Change happens when we realize that we are able to do something, or we are convinced that what we have been doing is wrong and must do things differently. But for this change to happen, the idea has to precede the deed, and the deed must be practical.
You could, for example, create massive change by doing nothing; if 'doing nothing' broke you out of a cycle of actions which trapped you in a pattern that was not helping you progress.
The difficulty is that so much of the change that is talked of today is built around "things" – either: Building them or building something to replace them; or buying them or buying something to replace them. Even 'green' ideas have largely become a construction or consumption agenda, rather than minimizing our use of resources by changing our lifestyle.
Rarely do we ever see an argument about "not having" growth or development, and instead dismantling systems or technologies which are creating problems in the world today.
That's because, irrespective of whether you're a right-wing capitalist or a left-wing trade unionist, the only conception of change in society is built around the production, acquisition or possession of "stuff". Alternately, that the only measure that government has of improvement is throwing more money at a problem, rather than changing the way that policy is enacted.
In a world which values "stuff", unless you change the fundamental metrics which we use to value society, you can only measure change in terms of a change in "stuff" – and striving to "have more" of it.
Those values change when we as individuals start to change our personal values, and then express them in public; to accept that the simplest solutions may be 'less', or to 'do nothing'.
What the latest research around ecological limits tells us is that the 'stuff-based' model for a happy life is flawed; the whole thing, not just the elements within it. Consequently encapsulating change as a consumption or development agenda fails to address the root causes of the crisis.

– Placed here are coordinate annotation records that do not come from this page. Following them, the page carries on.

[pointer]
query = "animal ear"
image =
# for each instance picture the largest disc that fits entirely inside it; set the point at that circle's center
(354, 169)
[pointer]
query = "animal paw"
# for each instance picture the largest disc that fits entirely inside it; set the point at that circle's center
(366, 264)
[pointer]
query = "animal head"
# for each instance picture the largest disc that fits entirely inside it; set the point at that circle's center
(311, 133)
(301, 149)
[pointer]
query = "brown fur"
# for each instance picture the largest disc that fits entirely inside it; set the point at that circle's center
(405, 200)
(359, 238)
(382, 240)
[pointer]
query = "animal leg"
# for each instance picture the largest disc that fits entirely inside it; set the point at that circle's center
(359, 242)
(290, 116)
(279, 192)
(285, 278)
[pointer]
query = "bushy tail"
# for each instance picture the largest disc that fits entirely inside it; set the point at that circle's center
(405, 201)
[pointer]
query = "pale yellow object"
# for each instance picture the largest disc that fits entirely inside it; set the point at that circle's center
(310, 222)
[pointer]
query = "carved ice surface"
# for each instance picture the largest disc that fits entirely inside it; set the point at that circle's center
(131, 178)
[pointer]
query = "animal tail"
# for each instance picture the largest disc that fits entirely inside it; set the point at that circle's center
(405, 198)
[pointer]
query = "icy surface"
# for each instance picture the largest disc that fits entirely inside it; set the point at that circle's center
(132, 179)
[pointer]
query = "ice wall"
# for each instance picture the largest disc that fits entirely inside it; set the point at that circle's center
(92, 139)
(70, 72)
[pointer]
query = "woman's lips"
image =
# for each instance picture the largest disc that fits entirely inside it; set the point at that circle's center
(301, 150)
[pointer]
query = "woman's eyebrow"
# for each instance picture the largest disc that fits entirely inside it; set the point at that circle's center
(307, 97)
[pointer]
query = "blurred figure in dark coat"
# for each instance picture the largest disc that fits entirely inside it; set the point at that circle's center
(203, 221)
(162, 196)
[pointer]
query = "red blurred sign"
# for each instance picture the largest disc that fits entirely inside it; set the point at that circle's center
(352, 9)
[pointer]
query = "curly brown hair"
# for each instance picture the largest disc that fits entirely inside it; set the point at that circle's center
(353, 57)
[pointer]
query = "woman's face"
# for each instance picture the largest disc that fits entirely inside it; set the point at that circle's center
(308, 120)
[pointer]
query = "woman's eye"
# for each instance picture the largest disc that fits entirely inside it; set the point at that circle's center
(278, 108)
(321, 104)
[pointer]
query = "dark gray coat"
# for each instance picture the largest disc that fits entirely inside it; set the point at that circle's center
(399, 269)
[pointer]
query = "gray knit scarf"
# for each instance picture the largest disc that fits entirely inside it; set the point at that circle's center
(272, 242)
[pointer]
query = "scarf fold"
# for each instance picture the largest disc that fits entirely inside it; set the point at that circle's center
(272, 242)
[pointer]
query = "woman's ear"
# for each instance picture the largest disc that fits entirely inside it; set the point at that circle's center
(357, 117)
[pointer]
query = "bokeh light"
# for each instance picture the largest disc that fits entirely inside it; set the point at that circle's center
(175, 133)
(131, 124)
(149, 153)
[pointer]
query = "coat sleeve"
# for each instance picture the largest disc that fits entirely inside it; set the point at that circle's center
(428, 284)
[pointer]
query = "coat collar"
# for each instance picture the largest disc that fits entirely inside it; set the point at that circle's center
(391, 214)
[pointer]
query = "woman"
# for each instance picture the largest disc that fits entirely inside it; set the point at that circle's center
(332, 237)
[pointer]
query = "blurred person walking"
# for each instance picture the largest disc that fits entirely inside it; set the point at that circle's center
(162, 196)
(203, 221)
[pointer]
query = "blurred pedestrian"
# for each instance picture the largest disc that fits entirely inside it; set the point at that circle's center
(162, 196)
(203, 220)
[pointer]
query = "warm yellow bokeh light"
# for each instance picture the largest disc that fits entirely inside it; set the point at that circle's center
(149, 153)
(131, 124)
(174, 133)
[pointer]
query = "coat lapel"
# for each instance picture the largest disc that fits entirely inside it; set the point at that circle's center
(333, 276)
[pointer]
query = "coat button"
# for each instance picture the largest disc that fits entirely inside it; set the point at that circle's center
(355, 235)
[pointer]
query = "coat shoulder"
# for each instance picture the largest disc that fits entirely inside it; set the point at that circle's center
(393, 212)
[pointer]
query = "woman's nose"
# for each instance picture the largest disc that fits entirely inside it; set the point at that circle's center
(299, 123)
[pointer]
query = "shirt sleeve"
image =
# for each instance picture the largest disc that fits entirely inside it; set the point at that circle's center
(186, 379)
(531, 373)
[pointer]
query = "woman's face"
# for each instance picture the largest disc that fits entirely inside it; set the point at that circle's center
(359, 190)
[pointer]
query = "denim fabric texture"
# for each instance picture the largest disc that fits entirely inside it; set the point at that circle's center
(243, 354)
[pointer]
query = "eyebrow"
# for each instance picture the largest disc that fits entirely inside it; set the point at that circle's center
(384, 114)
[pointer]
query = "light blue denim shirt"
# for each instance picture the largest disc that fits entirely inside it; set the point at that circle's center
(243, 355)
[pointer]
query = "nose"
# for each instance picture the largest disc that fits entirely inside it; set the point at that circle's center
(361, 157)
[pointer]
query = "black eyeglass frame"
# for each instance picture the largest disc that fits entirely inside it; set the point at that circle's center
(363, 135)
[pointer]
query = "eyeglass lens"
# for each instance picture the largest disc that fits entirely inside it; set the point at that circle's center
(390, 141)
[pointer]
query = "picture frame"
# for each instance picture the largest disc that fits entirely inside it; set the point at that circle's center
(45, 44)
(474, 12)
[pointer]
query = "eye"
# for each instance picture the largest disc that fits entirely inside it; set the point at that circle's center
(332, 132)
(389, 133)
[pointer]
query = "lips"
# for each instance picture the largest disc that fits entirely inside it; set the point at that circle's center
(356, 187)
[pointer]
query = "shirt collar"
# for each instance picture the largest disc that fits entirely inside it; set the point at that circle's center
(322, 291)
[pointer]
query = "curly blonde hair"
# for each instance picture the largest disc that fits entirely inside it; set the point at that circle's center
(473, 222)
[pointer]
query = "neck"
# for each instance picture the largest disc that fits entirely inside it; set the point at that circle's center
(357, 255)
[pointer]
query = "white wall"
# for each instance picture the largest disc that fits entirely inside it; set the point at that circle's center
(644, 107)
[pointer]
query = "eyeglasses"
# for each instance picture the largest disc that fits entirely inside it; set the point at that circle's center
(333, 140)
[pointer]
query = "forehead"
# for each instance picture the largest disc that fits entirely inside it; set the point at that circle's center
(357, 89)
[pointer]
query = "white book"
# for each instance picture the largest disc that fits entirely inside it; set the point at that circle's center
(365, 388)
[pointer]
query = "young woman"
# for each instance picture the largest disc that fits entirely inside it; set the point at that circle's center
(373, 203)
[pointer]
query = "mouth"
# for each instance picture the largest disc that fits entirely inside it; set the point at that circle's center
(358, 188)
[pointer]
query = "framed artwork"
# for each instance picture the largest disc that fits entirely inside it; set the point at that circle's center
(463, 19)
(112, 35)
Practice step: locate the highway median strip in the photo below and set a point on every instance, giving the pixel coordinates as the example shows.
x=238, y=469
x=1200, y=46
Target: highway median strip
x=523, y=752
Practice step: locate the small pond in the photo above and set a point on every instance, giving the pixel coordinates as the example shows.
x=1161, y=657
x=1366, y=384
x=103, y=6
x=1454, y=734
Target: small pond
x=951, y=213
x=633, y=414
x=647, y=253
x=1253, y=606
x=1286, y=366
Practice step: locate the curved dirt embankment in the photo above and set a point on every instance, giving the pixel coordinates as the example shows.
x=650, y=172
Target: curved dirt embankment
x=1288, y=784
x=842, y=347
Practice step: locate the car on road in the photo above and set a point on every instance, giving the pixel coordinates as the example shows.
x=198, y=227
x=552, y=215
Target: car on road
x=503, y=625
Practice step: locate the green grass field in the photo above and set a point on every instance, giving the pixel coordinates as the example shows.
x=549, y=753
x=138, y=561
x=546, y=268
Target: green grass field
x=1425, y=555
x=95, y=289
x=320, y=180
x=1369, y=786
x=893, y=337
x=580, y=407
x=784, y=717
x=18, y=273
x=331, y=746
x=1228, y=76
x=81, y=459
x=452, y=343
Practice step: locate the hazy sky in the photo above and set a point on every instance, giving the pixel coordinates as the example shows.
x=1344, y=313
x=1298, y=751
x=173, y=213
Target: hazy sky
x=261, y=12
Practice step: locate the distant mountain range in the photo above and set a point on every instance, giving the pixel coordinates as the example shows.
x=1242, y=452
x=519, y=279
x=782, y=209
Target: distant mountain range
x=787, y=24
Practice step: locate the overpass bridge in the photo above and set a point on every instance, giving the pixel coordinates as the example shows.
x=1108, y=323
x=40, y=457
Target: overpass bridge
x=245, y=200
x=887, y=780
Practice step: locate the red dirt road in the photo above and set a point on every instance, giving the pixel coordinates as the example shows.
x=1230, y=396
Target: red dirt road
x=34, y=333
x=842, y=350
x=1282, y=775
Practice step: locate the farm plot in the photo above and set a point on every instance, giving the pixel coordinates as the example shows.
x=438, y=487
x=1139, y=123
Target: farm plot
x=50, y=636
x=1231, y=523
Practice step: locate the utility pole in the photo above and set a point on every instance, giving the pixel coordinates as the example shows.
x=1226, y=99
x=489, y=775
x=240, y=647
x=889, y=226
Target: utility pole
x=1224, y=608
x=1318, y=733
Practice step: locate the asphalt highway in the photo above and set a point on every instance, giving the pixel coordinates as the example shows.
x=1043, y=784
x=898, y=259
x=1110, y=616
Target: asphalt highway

Even the green movement has been caught up in this vacuous debate. Instead of arguing for changes in the level of overall consumption, today the green movement looks to 'sustainable' or 'green' consumption – despite the evidence on the impacts of that policy which indicates it will not create sufficient change to address the problem for which it is being undertaken.
Change has to be a process of consciousness; a process of accessing the objective information on the state of the world around us, and then finding ways to express that new understanding through change in our own lives.
Change happens when people act differently; not 'think', not 'lobby', not 'petition', but actually 'do'?.
The strength of that change tends to be more wide-ranging and permanent when that change comes from their own choice, rather than it being enforced upon them.
The Free Range Network and the Free Range Activism Website exists to communicate the information, and understanding of our modern world, required for people to define their own solutions. And from that process of personal action, to create more widespread change from the grassroots.
How we do that depends on the context:
Fundamentally then, the Free Range Network aims to create 'change' not directly, but through enabling others to express their own desire for change using the information or materials which we supply to them. We do not enforce what that change is; our aim is to supply the means whereby people able to express themselves to make that demand for, or better still create, change.